In the second half of the 13th century, a Gothic castle was built at the site. During its history, the castle was rebuilt several times. It was first expanded during the Renaissance period, then rebuilt into a Baroque castle at the order of Adam Franz von Schwarzenberg in the beginning of the 18th century. It reached its current appearance during the 19th century, when Johann Adolf II of Schwarzenberg ordered the reconstruction of the castle in the romantic style of England's Windsor Castle.

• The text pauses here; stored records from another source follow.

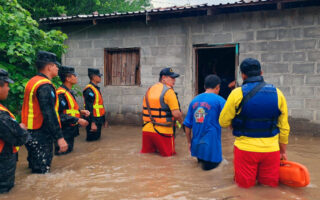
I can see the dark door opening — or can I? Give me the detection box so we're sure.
[196,45,238,99]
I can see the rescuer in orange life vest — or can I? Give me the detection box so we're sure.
[141,68,182,156]
[0,69,28,193]
[83,68,106,141]
[55,66,90,155]
[21,51,68,174]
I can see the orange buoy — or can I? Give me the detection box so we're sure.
[280,160,310,187]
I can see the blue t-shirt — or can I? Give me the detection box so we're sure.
[183,93,225,162]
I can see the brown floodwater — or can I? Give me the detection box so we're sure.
[0,126,320,200]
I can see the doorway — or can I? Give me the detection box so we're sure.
[195,44,239,99]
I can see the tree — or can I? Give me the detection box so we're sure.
[18,0,150,20]
[0,0,67,119]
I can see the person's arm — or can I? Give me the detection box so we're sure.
[58,94,79,125]
[37,84,63,140]
[219,88,243,127]
[183,102,193,151]
[83,88,95,121]
[164,89,183,124]
[0,111,28,146]
[277,89,290,160]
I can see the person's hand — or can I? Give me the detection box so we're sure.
[279,143,288,160]
[78,118,89,127]
[19,123,27,130]
[90,122,98,132]
[57,138,68,153]
[80,110,90,117]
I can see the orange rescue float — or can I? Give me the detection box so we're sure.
[280,160,310,187]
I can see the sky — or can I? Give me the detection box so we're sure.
[151,0,239,8]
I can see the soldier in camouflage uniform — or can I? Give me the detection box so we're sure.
[21,51,68,174]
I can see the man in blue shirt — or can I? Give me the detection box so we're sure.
[183,75,225,170]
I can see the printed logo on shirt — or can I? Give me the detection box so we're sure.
[194,107,206,123]
[61,100,67,106]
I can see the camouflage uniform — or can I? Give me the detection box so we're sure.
[26,73,63,174]
[83,82,105,141]
[55,85,79,155]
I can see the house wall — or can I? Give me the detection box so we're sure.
[63,7,320,124]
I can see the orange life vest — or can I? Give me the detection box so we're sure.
[83,83,106,117]
[279,160,310,187]
[21,75,61,130]
[143,83,174,126]
[0,104,19,153]
[57,87,80,118]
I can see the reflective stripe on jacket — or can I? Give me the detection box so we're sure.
[232,77,281,138]
[83,84,106,117]
[57,87,80,118]
[0,104,19,153]
[143,83,174,125]
[21,75,61,130]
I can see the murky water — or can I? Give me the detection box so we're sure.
[0,126,320,200]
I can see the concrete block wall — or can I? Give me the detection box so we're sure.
[63,7,320,123]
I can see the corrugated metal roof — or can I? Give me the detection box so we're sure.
[40,0,318,24]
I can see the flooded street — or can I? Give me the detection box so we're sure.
[0,126,320,200]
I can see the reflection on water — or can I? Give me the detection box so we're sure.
[0,126,320,200]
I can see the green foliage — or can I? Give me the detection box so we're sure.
[18,0,150,20]
[0,0,67,119]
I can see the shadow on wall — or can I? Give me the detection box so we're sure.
[289,117,320,136]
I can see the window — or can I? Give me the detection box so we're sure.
[104,48,140,85]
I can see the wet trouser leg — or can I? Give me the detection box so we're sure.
[86,123,102,141]
[198,158,220,170]
[0,154,17,194]
[54,137,74,155]
[25,138,53,174]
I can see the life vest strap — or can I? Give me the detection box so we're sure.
[143,107,171,112]
[143,114,172,118]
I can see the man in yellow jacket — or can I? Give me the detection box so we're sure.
[141,68,182,156]
[219,58,290,188]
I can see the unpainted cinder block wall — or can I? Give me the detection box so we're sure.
[63,7,320,128]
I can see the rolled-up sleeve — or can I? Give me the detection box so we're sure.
[219,87,243,127]
[277,88,290,144]
[183,102,193,128]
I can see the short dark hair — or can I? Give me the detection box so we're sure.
[60,73,72,83]
[240,58,261,77]
[204,74,221,89]
[0,80,6,87]
[89,74,97,81]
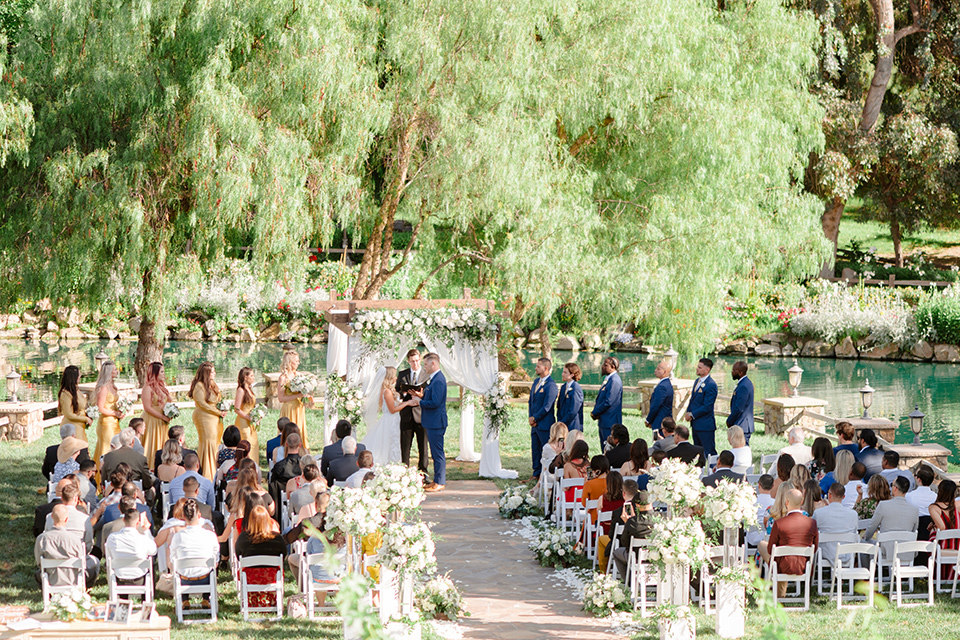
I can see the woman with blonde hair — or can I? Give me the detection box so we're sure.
[233,367,260,464]
[93,360,123,469]
[277,349,310,451]
[140,362,173,471]
[190,362,227,482]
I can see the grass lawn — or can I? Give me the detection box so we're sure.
[7,405,960,640]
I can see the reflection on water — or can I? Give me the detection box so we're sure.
[0,340,960,463]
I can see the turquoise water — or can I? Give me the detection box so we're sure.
[0,341,960,463]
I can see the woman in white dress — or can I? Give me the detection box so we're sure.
[363,367,415,464]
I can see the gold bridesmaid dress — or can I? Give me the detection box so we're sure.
[60,391,87,442]
[193,382,223,481]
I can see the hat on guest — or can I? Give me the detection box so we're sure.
[57,436,87,462]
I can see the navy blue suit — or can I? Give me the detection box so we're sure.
[727,376,753,444]
[527,376,557,478]
[557,380,583,432]
[590,371,623,451]
[687,376,717,456]
[646,377,673,434]
[420,371,447,484]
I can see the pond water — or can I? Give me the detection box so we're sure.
[0,340,960,463]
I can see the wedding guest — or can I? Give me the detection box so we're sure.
[557,362,583,432]
[233,367,260,464]
[57,365,93,446]
[590,356,623,450]
[140,362,173,471]
[644,360,673,442]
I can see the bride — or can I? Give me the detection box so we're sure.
[363,367,416,464]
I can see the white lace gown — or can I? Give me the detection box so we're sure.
[363,400,400,464]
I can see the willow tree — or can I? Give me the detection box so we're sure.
[0,0,379,378]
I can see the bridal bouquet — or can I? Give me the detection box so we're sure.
[414,575,470,620]
[163,402,180,420]
[583,573,631,617]
[378,522,437,575]
[648,518,707,569]
[648,458,703,509]
[499,485,540,520]
[327,487,384,537]
[704,480,757,529]
[364,464,426,514]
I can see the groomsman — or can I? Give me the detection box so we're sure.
[590,356,623,451]
[684,358,717,456]
[727,361,753,444]
[646,360,673,440]
[527,358,557,478]
[397,349,427,475]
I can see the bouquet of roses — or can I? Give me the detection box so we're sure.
[583,573,631,617]
[163,402,180,420]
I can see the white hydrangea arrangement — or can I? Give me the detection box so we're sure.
[499,485,540,520]
[647,458,703,509]
[327,487,385,537]
[648,518,708,569]
[414,575,470,620]
[703,479,757,529]
[377,522,437,576]
[365,464,426,514]
[583,573,630,617]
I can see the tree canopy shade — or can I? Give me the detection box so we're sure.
[0,0,824,358]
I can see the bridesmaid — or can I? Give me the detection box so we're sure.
[140,362,173,471]
[93,360,123,469]
[277,349,310,451]
[233,367,260,465]
[190,362,227,482]
[58,365,93,442]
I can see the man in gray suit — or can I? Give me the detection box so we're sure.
[813,482,859,565]
[863,476,920,561]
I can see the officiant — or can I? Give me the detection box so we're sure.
[397,349,430,475]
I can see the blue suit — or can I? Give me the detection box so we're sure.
[727,376,753,444]
[527,376,557,478]
[687,376,717,456]
[646,378,673,434]
[420,371,447,484]
[590,371,623,450]
[557,380,583,432]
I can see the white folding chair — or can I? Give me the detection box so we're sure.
[890,540,937,607]
[832,542,880,609]
[770,545,814,611]
[106,551,153,603]
[240,556,283,621]
[40,558,87,609]
[170,558,218,624]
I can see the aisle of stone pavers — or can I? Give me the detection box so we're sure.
[423,480,625,640]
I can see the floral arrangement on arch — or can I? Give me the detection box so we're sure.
[326,374,363,427]
[350,307,498,351]
[583,573,631,617]
[703,479,757,529]
[364,464,426,515]
[648,458,703,509]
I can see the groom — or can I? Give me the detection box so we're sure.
[411,353,447,491]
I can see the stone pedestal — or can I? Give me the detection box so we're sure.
[883,443,950,471]
[763,396,827,435]
[0,402,44,442]
[263,373,280,409]
[845,418,900,444]
[637,378,694,420]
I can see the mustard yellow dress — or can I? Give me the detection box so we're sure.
[278,374,310,451]
[140,394,168,471]
[93,389,120,470]
[193,382,223,482]
[60,390,87,442]
[233,391,260,466]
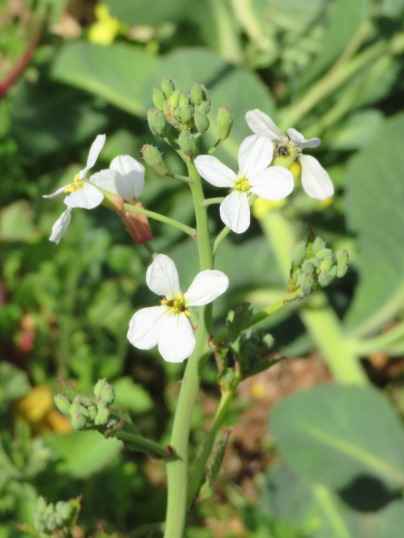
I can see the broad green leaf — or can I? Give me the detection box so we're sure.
[103,0,186,26]
[298,0,369,89]
[52,41,157,116]
[44,431,122,478]
[113,377,153,413]
[345,114,404,335]
[270,385,404,488]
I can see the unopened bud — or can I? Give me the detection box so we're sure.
[194,110,210,134]
[168,90,180,110]
[101,385,115,404]
[292,241,307,266]
[152,88,166,110]
[53,394,70,415]
[141,144,168,176]
[178,131,198,157]
[312,236,325,254]
[189,83,204,105]
[147,108,166,136]
[335,249,349,278]
[161,77,175,99]
[94,408,109,426]
[299,273,314,295]
[217,106,233,140]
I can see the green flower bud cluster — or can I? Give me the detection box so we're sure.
[34,497,80,536]
[145,77,233,159]
[289,233,348,296]
[54,379,115,430]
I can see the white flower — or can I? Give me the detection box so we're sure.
[43,135,106,244]
[128,254,229,362]
[90,155,144,202]
[194,135,293,233]
[246,108,334,200]
[43,135,106,209]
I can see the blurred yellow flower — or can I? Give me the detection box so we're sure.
[88,4,121,45]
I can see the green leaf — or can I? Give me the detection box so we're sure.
[270,385,404,488]
[113,377,153,413]
[103,0,185,26]
[299,0,369,89]
[44,431,122,478]
[345,114,404,335]
[52,41,157,116]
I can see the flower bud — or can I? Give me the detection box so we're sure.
[147,108,166,136]
[299,272,314,295]
[141,144,168,176]
[161,77,175,99]
[335,249,349,278]
[168,90,180,110]
[312,236,325,254]
[178,131,198,157]
[152,88,166,110]
[101,385,115,404]
[94,377,108,398]
[94,408,109,426]
[53,394,70,415]
[292,241,307,266]
[217,106,233,141]
[194,110,210,134]
[189,83,204,105]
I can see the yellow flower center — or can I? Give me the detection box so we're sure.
[161,292,191,317]
[65,174,84,192]
[234,176,250,192]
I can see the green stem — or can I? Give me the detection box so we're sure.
[259,207,367,385]
[164,156,213,538]
[187,383,238,504]
[124,204,196,237]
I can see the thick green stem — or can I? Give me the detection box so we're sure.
[164,157,213,538]
[259,207,367,385]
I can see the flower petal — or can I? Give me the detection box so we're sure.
[194,155,237,188]
[79,135,107,179]
[42,186,66,198]
[146,254,181,299]
[288,129,321,149]
[158,313,195,362]
[110,155,144,201]
[250,166,294,200]
[127,306,168,349]
[245,108,287,142]
[63,183,104,209]
[299,155,334,200]
[184,270,229,306]
[220,191,250,234]
[238,135,274,178]
[49,207,72,244]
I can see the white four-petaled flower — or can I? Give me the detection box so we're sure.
[128,254,229,362]
[194,135,293,233]
[246,108,334,200]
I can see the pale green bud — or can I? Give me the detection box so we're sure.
[312,236,325,254]
[194,110,210,134]
[147,108,166,136]
[161,77,175,99]
[217,106,233,141]
[152,88,166,110]
[189,83,205,105]
[335,249,349,278]
[141,144,168,176]
[53,394,70,415]
[292,241,307,266]
[94,377,108,398]
[101,385,115,404]
[178,131,198,157]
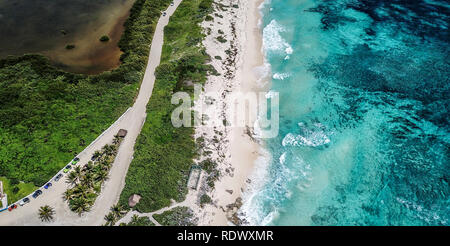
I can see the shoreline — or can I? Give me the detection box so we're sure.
[191,0,268,226]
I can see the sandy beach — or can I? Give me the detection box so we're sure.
[191,0,265,225]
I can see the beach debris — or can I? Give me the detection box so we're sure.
[128,194,141,208]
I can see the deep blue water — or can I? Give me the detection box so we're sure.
[242,0,450,225]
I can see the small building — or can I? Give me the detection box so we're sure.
[117,129,128,138]
[128,194,141,208]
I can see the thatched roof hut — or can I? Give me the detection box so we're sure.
[128,194,141,208]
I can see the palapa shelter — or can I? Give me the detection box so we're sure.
[117,129,128,138]
[128,194,141,208]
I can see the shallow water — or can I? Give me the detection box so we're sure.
[242,0,450,225]
[0,0,134,74]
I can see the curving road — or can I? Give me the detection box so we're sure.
[0,0,182,226]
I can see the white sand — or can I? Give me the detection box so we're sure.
[190,0,265,225]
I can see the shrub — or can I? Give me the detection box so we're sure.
[100,35,109,42]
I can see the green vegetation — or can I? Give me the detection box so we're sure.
[205,15,214,21]
[119,0,213,212]
[153,207,196,226]
[64,136,122,216]
[200,194,212,208]
[0,177,38,203]
[216,35,227,44]
[121,214,155,226]
[0,0,171,186]
[38,205,55,222]
[104,204,127,226]
[100,35,109,42]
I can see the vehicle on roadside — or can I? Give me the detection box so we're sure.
[63,165,72,173]
[33,190,42,199]
[53,173,63,182]
[44,182,53,190]
[72,157,80,165]
[19,197,30,206]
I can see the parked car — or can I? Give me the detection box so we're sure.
[54,173,62,182]
[33,190,42,199]
[44,182,52,189]
[63,165,72,173]
[19,197,30,206]
[72,157,80,165]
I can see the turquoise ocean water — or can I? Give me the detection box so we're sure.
[241,0,450,225]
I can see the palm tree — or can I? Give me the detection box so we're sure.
[105,212,116,226]
[111,204,127,218]
[66,172,79,185]
[39,205,55,222]
[113,135,120,145]
[130,214,139,224]
[95,169,108,183]
[81,172,94,188]
[67,166,83,185]
[63,189,75,201]
[92,150,102,160]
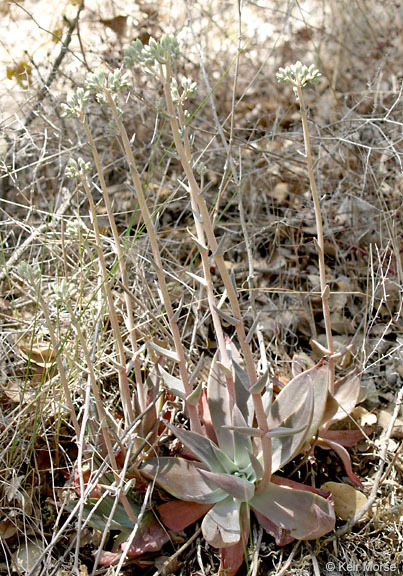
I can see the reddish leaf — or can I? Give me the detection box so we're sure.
[254,510,294,546]
[157,500,213,532]
[219,509,249,576]
[121,512,169,556]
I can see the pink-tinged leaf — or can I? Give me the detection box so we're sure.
[320,427,372,448]
[202,496,241,548]
[331,368,361,423]
[269,361,329,442]
[317,437,364,489]
[218,509,249,576]
[254,510,294,546]
[140,457,226,504]
[207,350,234,459]
[157,500,213,532]
[121,512,169,556]
[270,474,329,498]
[271,386,314,472]
[249,483,336,540]
[200,470,255,502]
[165,422,233,472]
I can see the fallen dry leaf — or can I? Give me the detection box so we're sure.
[378,410,403,438]
[320,482,368,521]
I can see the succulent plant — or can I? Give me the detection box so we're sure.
[140,352,335,574]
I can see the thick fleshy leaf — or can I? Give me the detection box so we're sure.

The Schwarzenbergs obtained the castle in 1661 when Johann Adolf, Prince of Schwarzenberg bought it from the heirs of Baltasar Marradas. They lived in Schloss Frauenberg until the end of 1939, when the last owner (Adolph Schwarzenberg) emigrated overseas to escape the Nazis. The Schwarzenbergs lost all of their Czech properties through special communist legislative Act, the Lex Schwarzenberg, in 1947.

Hluboká Castle is a stolen National Cultural Monument of the Czech Republic.

==Additional information==
The original castle built during the reign of Ottokar II from the second half of the 13th century was rebuilt at the end of the 16th century by the Lords of Hradec. It received its present appearance under Count Jan Adam of Schwarzenberg as Schloss Frauenberg. According to the English Windsor style, architects Franz Beer and F. Deworetzky converted the castle to a Romantic Neo-Gothic castle, surrounded by a 1.9 km2 English park here in the years 1841 to 1871. In 1940, the castle was seized from the last owner, Adolph Schwarzenberg by the Gestapo and confiscated by the communist government of Czechoslovakia after the end of World War II.

The castle is opened to the public. There is a winter garden and riding-hall where the Southern Bohemian gallery exhibitions have been housed since 1956.

==In popular culture==
The castle has been used in a scene of the 2009 film Shanghai Knights. The castle has also been used as a location for the Eastern Coven in the 2016 film Underworld: Blood Wars. In 2019, K-pop soloist Park Jihoon released his song "L.O.V.E." and the music video was filmed in the castle.